SATU: Politisi terus-menerus mengubah posisi pada isu-isu penting.

Pemutaran ulang pidato bertahun-tahun yang lalu – atau bahkan berbulan-bulan yang lalu – menggambarkan bagaimana para kandidat telah mengubah platform mereka pada kendali senjata, hubungan internasional, pengaturan perkawinan, kebijakan ekonomi, dan banyak lagi.

Seorang pemimpin bisnis dengan kecenderungan itu akan kehilangan kredibilitas dengan cepat. Timnya menginginkan konsistensi. Sementara pergeseran posisi sesekali masuk akal jika keadaan dan bukti membenarkan mereka, variasi kebijakan yang sering tidak beralasan menumbuhkan kebingungan dan penurunan moral.

DUA: Politisi menyarankan, “Pilih saya karena kompetisi lebih buruk.”

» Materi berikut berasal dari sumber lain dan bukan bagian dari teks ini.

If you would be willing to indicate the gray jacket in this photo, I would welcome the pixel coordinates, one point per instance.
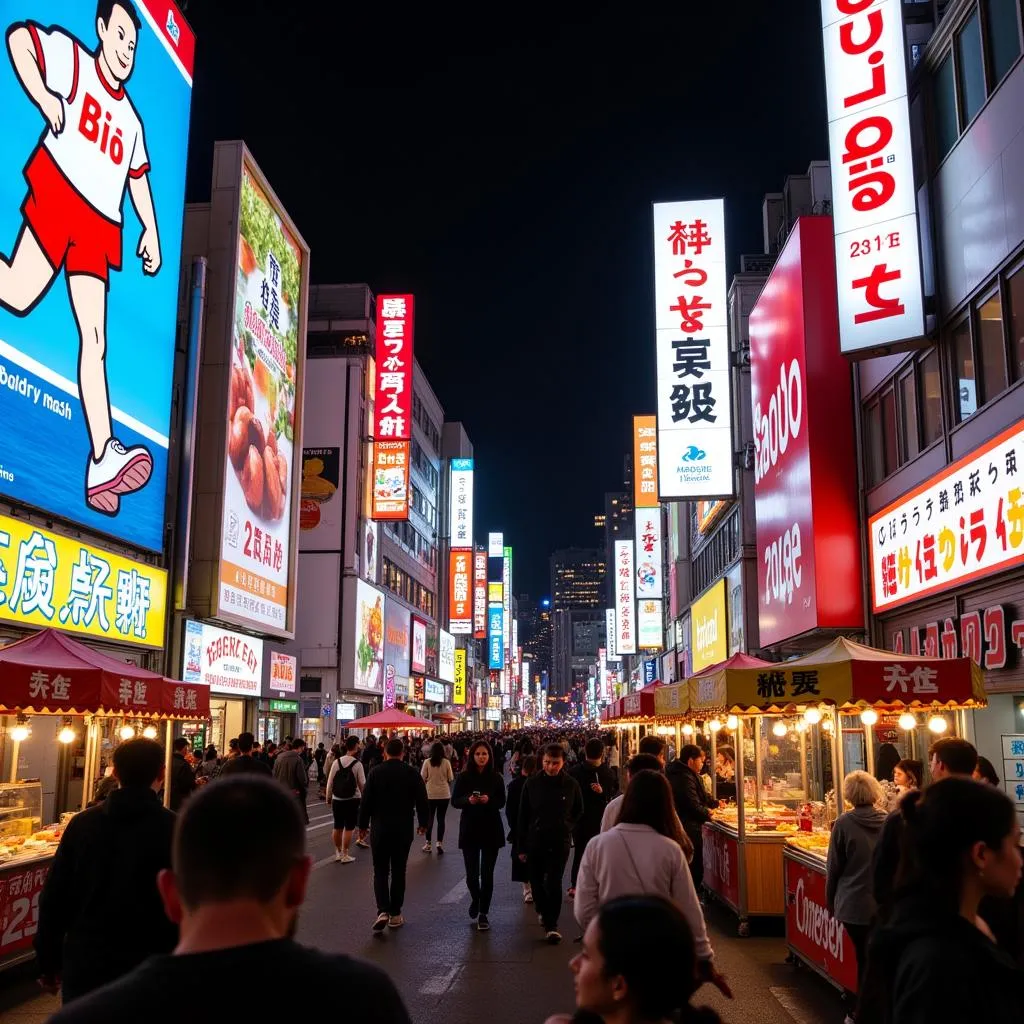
(848, 873)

Charley tahu bahwa perusahaan konsultannya termasuk di antara tiga final yang sedang dipertimbangkan untuk mengarahkan kampanye penggalangan dana besar kolaborasi medan berkah untuk sebuah perguruan tinggi bergengsi. Untuk wawancara terakhirnya, Charley memutuskan untuk menurunkan peringkat oposisi. “Kamu tahu,” dia memperingatkan, “mereka memiliki biaya tersembunyi yang belum mereka ceritakan padamu. Dan alih-alih mengirim mitra untuk melakukan kampanye, mereka akan mengirim pekerja magang yang baru direkrut. Bukan itu yang mereka katakan sekarang , jadi saya yakin Anda akan menerima peringatan saya. ”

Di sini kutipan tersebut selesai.